From the very beginning, Miller tells you where he is at with his mental state.

In “Outside Inside,” the very first song, he reveals to us how he is surprised that he has lived this long with his lifestyle. He even talks about how he’s not afraid of death with his call and response bars of “should have died already” and “NEVER BEEN SO READY!”

Right from the first line of the album, Miller reveals to us his constant existential dilemma of death.

As we go along for the ride, we are introduced to the different demons that Miller struggles with.

In “Malibu,” Mac delves into the intrusiveness of his addiction to hard drugs. He raps about how he will never leave drugs until they take his life. He does this by talking about the different types of illicit substances that he abuses.

Mac also talks about his struggle with loneliness.

The song “Wedding” reveals the depths of Miller’s solitude. When Miller raps, “I don’t deserve your trust, but can we make it work? I hate to end the story; can we wait on morning to decide on it?” He shows us the difficulty he has with being alone, not knowing whether he wants to be alone or to find happiness in love. He also talks about whether or not he is ready to settle down due to his flawed personality.

Even though most of the themes of the album are “doom and gloom” from Miller, he still finds a way to have some boastful rap tracks as well.

One track in particular is the major single from the album, “Diablo.”

On this track, Miller goes on one of his most notable rap ciphers in all of his discography. He uses multiple references to gods of different religions as he explains his own god complex to us. “Diablo” is easily Mac Miller at his best.
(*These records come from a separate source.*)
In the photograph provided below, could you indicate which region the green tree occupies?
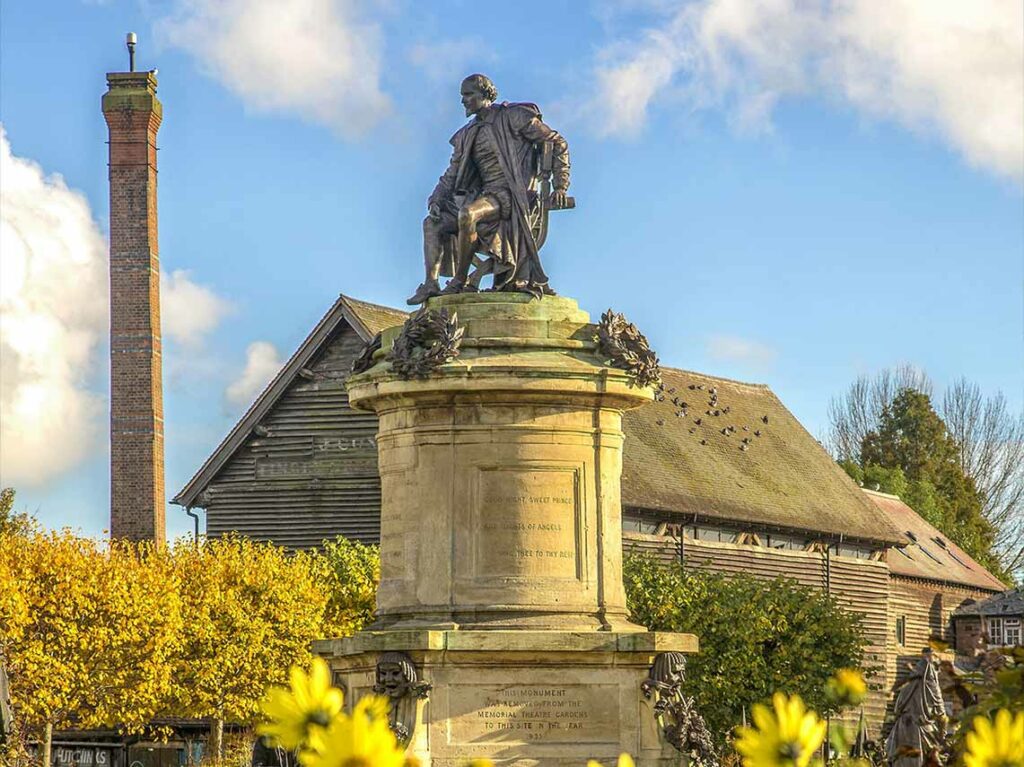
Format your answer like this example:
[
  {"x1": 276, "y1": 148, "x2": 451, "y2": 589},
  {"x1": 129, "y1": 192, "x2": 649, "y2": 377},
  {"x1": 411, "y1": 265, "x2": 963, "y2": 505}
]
[
  {"x1": 624, "y1": 555, "x2": 870, "y2": 744},
  {"x1": 848, "y1": 388, "x2": 1006, "y2": 578}
]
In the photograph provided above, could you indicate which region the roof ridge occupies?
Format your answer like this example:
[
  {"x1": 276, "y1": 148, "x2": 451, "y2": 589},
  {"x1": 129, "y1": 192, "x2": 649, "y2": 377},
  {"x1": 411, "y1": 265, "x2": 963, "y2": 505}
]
[
  {"x1": 662, "y1": 365, "x2": 772, "y2": 391},
  {"x1": 860, "y1": 487, "x2": 905, "y2": 503},
  {"x1": 338, "y1": 293, "x2": 410, "y2": 314}
]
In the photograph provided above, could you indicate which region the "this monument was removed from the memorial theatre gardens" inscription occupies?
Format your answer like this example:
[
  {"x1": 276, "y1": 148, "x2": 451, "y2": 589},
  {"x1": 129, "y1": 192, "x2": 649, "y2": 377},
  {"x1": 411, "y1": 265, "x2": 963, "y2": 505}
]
[{"x1": 315, "y1": 75, "x2": 697, "y2": 767}]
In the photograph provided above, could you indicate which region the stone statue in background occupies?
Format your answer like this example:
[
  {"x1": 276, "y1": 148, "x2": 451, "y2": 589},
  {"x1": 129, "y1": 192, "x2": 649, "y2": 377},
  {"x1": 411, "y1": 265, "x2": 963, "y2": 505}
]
[
  {"x1": 409, "y1": 75, "x2": 575, "y2": 305},
  {"x1": 886, "y1": 647, "x2": 946, "y2": 767}
]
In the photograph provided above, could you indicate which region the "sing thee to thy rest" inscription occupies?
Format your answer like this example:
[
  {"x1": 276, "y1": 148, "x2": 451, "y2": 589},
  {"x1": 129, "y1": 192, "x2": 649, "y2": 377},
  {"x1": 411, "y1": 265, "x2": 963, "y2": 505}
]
[{"x1": 475, "y1": 469, "x2": 579, "y2": 578}]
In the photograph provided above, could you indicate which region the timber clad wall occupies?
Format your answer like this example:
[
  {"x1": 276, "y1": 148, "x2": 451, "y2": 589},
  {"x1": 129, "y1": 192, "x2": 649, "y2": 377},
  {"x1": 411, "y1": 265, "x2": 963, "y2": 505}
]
[
  {"x1": 204, "y1": 325, "x2": 381, "y2": 548},
  {"x1": 623, "y1": 531, "x2": 891, "y2": 736},
  {"x1": 886, "y1": 574, "x2": 991, "y2": 683},
  {"x1": 102, "y1": 72, "x2": 167, "y2": 544}
]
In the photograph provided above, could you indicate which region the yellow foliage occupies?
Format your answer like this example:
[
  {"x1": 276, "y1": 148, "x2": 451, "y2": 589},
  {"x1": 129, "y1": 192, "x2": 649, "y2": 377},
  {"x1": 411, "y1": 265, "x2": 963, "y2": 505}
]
[
  {"x1": 0, "y1": 530, "x2": 181, "y2": 731},
  {"x1": 171, "y1": 538, "x2": 328, "y2": 723},
  {"x1": 259, "y1": 657, "x2": 409, "y2": 767}
]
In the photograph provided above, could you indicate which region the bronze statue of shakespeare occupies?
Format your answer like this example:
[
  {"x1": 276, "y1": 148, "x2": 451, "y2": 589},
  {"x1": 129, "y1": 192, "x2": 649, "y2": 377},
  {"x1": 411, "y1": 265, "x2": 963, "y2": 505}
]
[{"x1": 409, "y1": 75, "x2": 574, "y2": 305}]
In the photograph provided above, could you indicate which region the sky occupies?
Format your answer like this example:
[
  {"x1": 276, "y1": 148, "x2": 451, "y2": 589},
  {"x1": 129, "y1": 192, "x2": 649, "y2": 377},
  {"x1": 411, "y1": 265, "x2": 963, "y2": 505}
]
[{"x1": 0, "y1": 0, "x2": 1024, "y2": 536}]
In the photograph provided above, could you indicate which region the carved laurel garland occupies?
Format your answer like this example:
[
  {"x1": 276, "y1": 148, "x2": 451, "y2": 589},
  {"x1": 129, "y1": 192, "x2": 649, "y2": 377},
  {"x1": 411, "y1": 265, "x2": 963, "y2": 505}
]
[
  {"x1": 595, "y1": 309, "x2": 662, "y2": 386},
  {"x1": 387, "y1": 308, "x2": 465, "y2": 379}
]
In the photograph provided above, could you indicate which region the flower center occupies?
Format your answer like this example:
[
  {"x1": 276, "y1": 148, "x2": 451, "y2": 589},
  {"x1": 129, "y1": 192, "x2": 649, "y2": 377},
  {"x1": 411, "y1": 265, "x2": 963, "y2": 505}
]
[
  {"x1": 306, "y1": 709, "x2": 331, "y2": 727},
  {"x1": 778, "y1": 742, "x2": 804, "y2": 764}
]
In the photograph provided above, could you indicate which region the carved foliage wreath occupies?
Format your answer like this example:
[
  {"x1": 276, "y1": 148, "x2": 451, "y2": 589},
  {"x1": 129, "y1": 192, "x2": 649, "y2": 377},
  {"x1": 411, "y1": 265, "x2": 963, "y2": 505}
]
[
  {"x1": 596, "y1": 309, "x2": 662, "y2": 386},
  {"x1": 387, "y1": 308, "x2": 465, "y2": 380}
]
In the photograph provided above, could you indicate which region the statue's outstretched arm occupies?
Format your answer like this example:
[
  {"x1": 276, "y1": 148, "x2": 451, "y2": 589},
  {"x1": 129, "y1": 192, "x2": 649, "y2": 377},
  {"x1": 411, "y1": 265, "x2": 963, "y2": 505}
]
[{"x1": 522, "y1": 117, "x2": 569, "y2": 191}]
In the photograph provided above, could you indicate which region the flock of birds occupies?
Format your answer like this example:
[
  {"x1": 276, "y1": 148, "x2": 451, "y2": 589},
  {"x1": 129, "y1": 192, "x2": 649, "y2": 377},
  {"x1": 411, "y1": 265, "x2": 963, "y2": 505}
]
[{"x1": 654, "y1": 383, "x2": 768, "y2": 453}]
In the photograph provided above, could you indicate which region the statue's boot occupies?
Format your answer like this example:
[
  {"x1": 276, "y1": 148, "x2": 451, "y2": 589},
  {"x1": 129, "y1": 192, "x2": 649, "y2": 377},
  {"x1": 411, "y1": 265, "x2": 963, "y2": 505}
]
[
  {"x1": 406, "y1": 280, "x2": 441, "y2": 306},
  {"x1": 440, "y1": 278, "x2": 466, "y2": 296}
]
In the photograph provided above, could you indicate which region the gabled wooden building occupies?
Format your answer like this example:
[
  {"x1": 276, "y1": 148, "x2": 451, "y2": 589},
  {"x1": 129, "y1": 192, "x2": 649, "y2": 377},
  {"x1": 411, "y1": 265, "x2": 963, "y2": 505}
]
[{"x1": 174, "y1": 295, "x2": 1002, "y2": 732}]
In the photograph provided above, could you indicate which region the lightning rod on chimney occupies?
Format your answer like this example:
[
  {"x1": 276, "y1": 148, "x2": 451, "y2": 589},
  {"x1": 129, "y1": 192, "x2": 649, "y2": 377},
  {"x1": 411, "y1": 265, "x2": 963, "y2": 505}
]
[{"x1": 125, "y1": 32, "x2": 138, "y2": 72}]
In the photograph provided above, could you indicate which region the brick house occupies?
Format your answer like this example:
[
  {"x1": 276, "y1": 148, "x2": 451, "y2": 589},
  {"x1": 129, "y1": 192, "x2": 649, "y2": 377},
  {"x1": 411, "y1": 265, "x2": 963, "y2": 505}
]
[{"x1": 952, "y1": 586, "x2": 1024, "y2": 655}]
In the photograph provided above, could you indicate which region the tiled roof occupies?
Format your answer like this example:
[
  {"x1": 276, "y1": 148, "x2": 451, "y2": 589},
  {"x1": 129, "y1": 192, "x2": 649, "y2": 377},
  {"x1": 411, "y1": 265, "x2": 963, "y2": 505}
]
[
  {"x1": 171, "y1": 294, "x2": 395, "y2": 508},
  {"x1": 953, "y1": 586, "x2": 1024, "y2": 617},
  {"x1": 342, "y1": 296, "x2": 409, "y2": 336},
  {"x1": 863, "y1": 491, "x2": 1007, "y2": 591},
  {"x1": 622, "y1": 368, "x2": 903, "y2": 543}
]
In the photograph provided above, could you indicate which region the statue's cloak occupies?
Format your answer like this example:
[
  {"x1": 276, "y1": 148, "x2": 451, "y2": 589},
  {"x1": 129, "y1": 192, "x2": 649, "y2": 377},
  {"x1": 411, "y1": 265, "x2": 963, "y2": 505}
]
[{"x1": 430, "y1": 102, "x2": 557, "y2": 295}]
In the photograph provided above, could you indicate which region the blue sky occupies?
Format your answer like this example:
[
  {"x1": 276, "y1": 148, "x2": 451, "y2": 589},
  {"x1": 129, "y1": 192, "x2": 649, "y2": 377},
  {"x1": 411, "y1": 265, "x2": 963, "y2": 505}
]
[{"x1": 0, "y1": 0, "x2": 1024, "y2": 535}]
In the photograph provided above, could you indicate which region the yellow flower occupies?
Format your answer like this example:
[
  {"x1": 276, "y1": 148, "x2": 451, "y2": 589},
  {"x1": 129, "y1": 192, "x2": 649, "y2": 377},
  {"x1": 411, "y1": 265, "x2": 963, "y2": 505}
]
[
  {"x1": 587, "y1": 754, "x2": 633, "y2": 767},
  {"x1": 735, "y1": 692, "x2": 826, "y2": 767},
  {"x1": 825, "y1": 669, "x2": 867, "y2": 706},
  {"x1": 256, "y1": 657, "x2": 342, "y2": 750},
  {"x1": 964, "y1": 709, "x2": 1024, "y2": 767},
  {"x1": 299, "y1": 696, "x2": 406, "y2": 767}
]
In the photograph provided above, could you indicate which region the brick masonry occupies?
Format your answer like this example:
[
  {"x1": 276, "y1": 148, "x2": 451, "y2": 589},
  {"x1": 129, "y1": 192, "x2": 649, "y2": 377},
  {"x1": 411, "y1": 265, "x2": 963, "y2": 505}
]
[{"x1": 102, "y1": 72, "x2": 167, "y2": 544}]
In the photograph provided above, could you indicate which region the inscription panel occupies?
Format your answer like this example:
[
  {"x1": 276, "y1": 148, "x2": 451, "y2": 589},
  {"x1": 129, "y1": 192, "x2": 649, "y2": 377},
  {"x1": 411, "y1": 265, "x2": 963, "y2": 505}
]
[
  {"x1": 474, "y1": 468, "x2": 581, "y2": 579},
  {"x1": 449, "y1": 684, "x2": 620, "y2": 745}
]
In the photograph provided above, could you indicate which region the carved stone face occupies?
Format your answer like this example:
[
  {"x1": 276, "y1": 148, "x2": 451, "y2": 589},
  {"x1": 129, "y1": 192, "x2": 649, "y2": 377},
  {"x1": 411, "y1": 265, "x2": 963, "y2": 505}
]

At the end of the album, Miller touches back to his introspection of mortality with the song “Grand Finale.” He talks about his eventual death and how he would want it to happen. He explains how he does not wish the people that care about him to mourn his death as he was not a “good person” in his own eyes. This song is also eerie. He told HOT 98.7 Radio in 2017 that he thought it would be “his last song on Earth” when he wrote it.

Producing this album was a major highlight of Miller’s career as well. This was the first album that Miller would produce entirely under the pseudonym.

Miller had more of a pop sound like most internet rappers of his generation in prior albums, but “Faces” has more variety in beat, styles and genre-bending sounds. Songs like “Here We Go” and “Diablo” are jazz-inspired boom-bap prototypical beats, while “55” and “Colors and Shapes,” are more acoustic and melodic.
When Miller was creating this project, he wanted to show to his fans his versatility not only as a rapper but as an artist and producer as well.

Another interesting note about the production of the album is how Miller used juxtaposition between his beats. This can be seen in songs like “Friends,” where Miller has an uplifting beat while his lyrics remain dark, raw and satirical.

This juxtaposition can also be seen in the middle of the album with the songs “Funeral” and “Diablo.” The first half of the album has a more lighthearted theme compared to the darker second half, though “Funeral,” a depressing song, is at the end of the beginning. “Diablo,” a more boastful song, is the beginning of the end. This adds more to the genius of Miller’s first effort in producing an entire project.

As a deep raw introspection into one of the darkest times of a beloved rapper, “Faces” takes us on an adventure through his depressive self-dissection of his flaws and his everyday demons through raw rhymes and melodic mixes.